Operational Empathy
|
Preview | Unofficial | For review only |
Cassandra is a production database that operators run in live clusters, often under strict availability requirements and narrow maintenance windows. A contributor who changes the storage engine, repair behavior, or startup logic is also changing what operators experience during upgrades, maintenance windows, and incidents. Operational empathy means thinking through those consequences before submitting a patch — not as an afterthought, but as part of the design.
Why Operational Impact Matters For Code Contributors
The operator lane — node management, repair, compaction, configuration — is closely coupled to the code. A change that adds a background thread, changes compaction strategy behavior, or alters startup sequencing has direct operational consequences, even if the code change looks small on the diff.
Reviewers will ask about operational impact for any patch that touches:
-
Startup and shutdown sequences
-
Repair and streaming
-
Compaction and space amplification
-
Configuration parameters or defaults
-
Nodetool output or subcommand behavior
-
Log verbosity on the hot path
-
Failure handling and JVM stability
If you have thought through these questions before review, you will save time and build reviewer trust. If you have not, expect the review to surface them.
Does This Change Startup or Shutdown Behavior?
Startup and shutdown are high-stakes sequences. Operators rarely watch them in normal operation, but when something goes wrong they become the entire focus of an incident. Changes that look safe in unit tests can cause long delays, silent partial failures, or unclean exits in production.
Before submitting, answer:
-
Does this change add, remove, or reorder initialization steps?
-
Does this change affect how long startup takes — new I/O, schema loading, index building?
-
Does this change what happens if startup fails partway through — what state is the node left in?
-
Does this change affect graceful drain or shutdown?
Checklist:
-
Startup sequence changes are documented in the commit message
-
Startup time impact is estimated with a before/after measurement on the same machine and the delta is recorded in the JIRA ticket
-
If startup gets slower by more than 100 ms, the change calls that out explicitly
-
Partial-startup failure behavior is tested or documented
Does This Change Repair, Streaming, or Compaction?
These operations run in the background and compete with foreground read and write I/O. Operators schedule repair and compaction deliberately around traffic patterns.
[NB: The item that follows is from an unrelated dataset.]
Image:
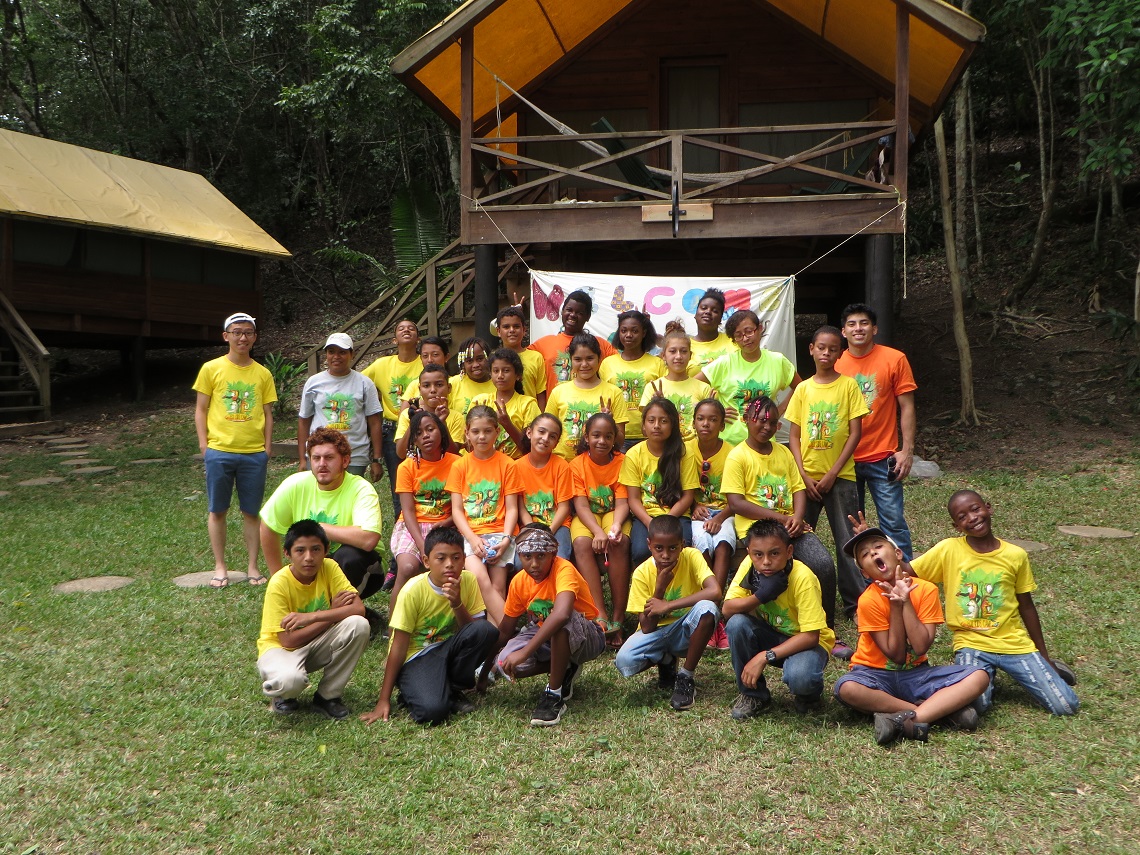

Changes here affect what happens during maintenance windows — which is exactly when operators have the least margin for surprises.
Before submitting, answer:
-
Does this change when compaction is triggered or how much I/O it uses?
-
Does this change repair streaming throughput or the ordering of streamed ranges?
-
Does this change tombstone handling or space reclamation timing?
-
Does this change the behavior of any compaction strategy in ways that would affect space amplification?
Checklist:
-
Compaction throughput or space amplification impact is understood
-
Streaming changes are tested under load, not just correctness tests
-
Repair changes are tested with tombstones and expiring data
| Compaction strategy changes are particularly sensitive because operators tune strategies explicitly for their workloads. A change to default trigger thresholds or I/O rate limiting can break assumptions that are baked into their runbooks. |
Does This Change Nodetool Output or Generated Reference Docs?
Operators rely on nodetool for cluster health monitoring and routine maintenance tasks.
nodetool status, nodetool repair, nodetool compactionstats, and similar commands are called in scripts, monitoring systems, and runbooks.
Changes to their output format or behavior are breaking changes from the operator’s perspective, even when the underlying code change is correct.
Before submitting, answer:
-
Does this add, remove, or rename a nodetool command or subcommand?
-
Does this change the output format of an existing command — column order, field names, units?
-
Does this change what is logged by a nodetool operation?
Checklist:
-
New nodetool commands have generated docs (reference Generated Documentation)
-
Removed or renamed commands are deprecated first, not deleted outright
-
Output format changes are noted in
NEWS.txt
| Removing or renaming a nodetool command without a deprecation cycle will break operator scripts silently. If the change is necessary, deprecate in the current release and remove in the next. |
Does This Affect Upgrade Safety?
Rolling upgrades are the normal Cassandra upgrade path. Operators bring nodes up and down one at a time while the cluster continues to serve traffic. This means mixed-version clusters are a real production state, not a theoretical edge case.
For the full compatibility rules, see Compatibility Checklist.
Summary checklist for operational upgrade impact:
-
A rolling upgrade through this change leaves the cluster operational — no split-brain, no data loss, no hard failures on mixed versions
-
Operators do not need to take manual action during the upgrade window
-
If manual action is required, it is documented in upgrade docs and
NEWS.txt
| If your change requires all nodes to be on the new version before a feature activates, that is usually the right design. Gating on cluster version agreement avoids mixed-version hazards. Confirm the mechanism you are using for that gating — coordinator version checks, schema versioning, or gossip state — is consistent with how similar features are handled in the codebase. |
Does This Require Operator Documentation?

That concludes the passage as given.